Adam realized that hundreds of customers were already having their gutters cleaned every six months, year after year.

So instead of pretending this wasn’t happening, they built an offer around it.

The Gutter Protection Plan.

Two years. Four cleanings. One free. Paid upfront.

Customers were already committed emotionally. Now the company aligned the structure.

That single shift created predictable revenue, better retention, easier sales, and upfront cash to reinvest in marketing.

This is what happens when marketing actually points to something specific.

Not “we’re your favorite gutter company.”
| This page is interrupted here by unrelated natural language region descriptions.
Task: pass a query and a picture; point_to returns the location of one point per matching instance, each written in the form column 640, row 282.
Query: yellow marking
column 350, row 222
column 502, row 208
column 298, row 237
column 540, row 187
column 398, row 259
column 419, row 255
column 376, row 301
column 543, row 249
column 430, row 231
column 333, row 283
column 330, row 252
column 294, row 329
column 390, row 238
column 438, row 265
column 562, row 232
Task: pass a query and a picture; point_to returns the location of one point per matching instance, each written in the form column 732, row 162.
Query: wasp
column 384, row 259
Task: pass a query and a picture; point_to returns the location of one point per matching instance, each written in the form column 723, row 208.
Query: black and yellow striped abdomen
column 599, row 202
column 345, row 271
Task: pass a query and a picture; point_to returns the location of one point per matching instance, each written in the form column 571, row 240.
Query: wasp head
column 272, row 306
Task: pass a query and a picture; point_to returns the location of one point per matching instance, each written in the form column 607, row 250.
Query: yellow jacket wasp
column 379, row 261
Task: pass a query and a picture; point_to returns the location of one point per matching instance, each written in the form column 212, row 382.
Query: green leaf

But “this is what we want you to buy.”

Inside Sales Changes When Incentives Change

Another important shift was how Adam treated his CSRs.

They aren’t just schedulers. They are inside sales reps.

They earn a percentage of the revenue they book.

When they sell a plan instead of a one off job, everyone wins.

Bigger tickets. Better conversations. More ownership.

Taking a Month Off Exposed Everything

One of the boldest moves Adam made was stepping away for over a month.

Completely unplugged.

No calls. No texts. No apps.

When he came back, the business hadn’t collapsed. But cracks showed.

And that was the lesson.

The problem wasn’t Adam being gone. The problem was that his leadership behaviors were gone.

What the team missed wasn’t him.

It was clarity. Communication. Structure.

That realization changed how he viewed leadership.

People don’t miss the owner. They miss good leadership habits.

And habits are teachable.

Growth Creates New Bottlenecks

Once marketing and sales start working, another problem shows up.

Hiring.

Most companies wait until they’re desperate.

Adam recruits constantly, even during slow seasons.

He would rather pay someone to do very little for a few weeks than miss out on a great long term hire.

Because hiring under pressure almost always leads to bad decisions.

The best hires usually come before you think you need them.

Owner or Employee. You Have to Choose.

This part hit home for me.

Adam realized he was the owner of his business but acting like an employee.

Owners don’t jump in to do technician work.

Owners build systems, teams, and assets.

If the owner does the technician’s job, who is doing the owner’s job?

Growth requires role clarity.

Just like a sports team, players play, coaches coach, and owners stay out of the game.

The Point of All of This

Adam closed the conversation with something I think every business owner needs to hear.

Your business exists to serve you.

Not the other way around.

I’ve seen too many owners lose their health, their marriage, and their relationships while telling themselves they’re doing it for the family.

Business is a tool.

It is not your identity.

Revenue does not define your worth. And success in business does not automatically mean success in life.

If you’ve crossed a million dollars and feel overwhelmed, stuck, or unsure of what’s next, that feeling isn’t failure.

It’s the signal that the next version of you needs to step up.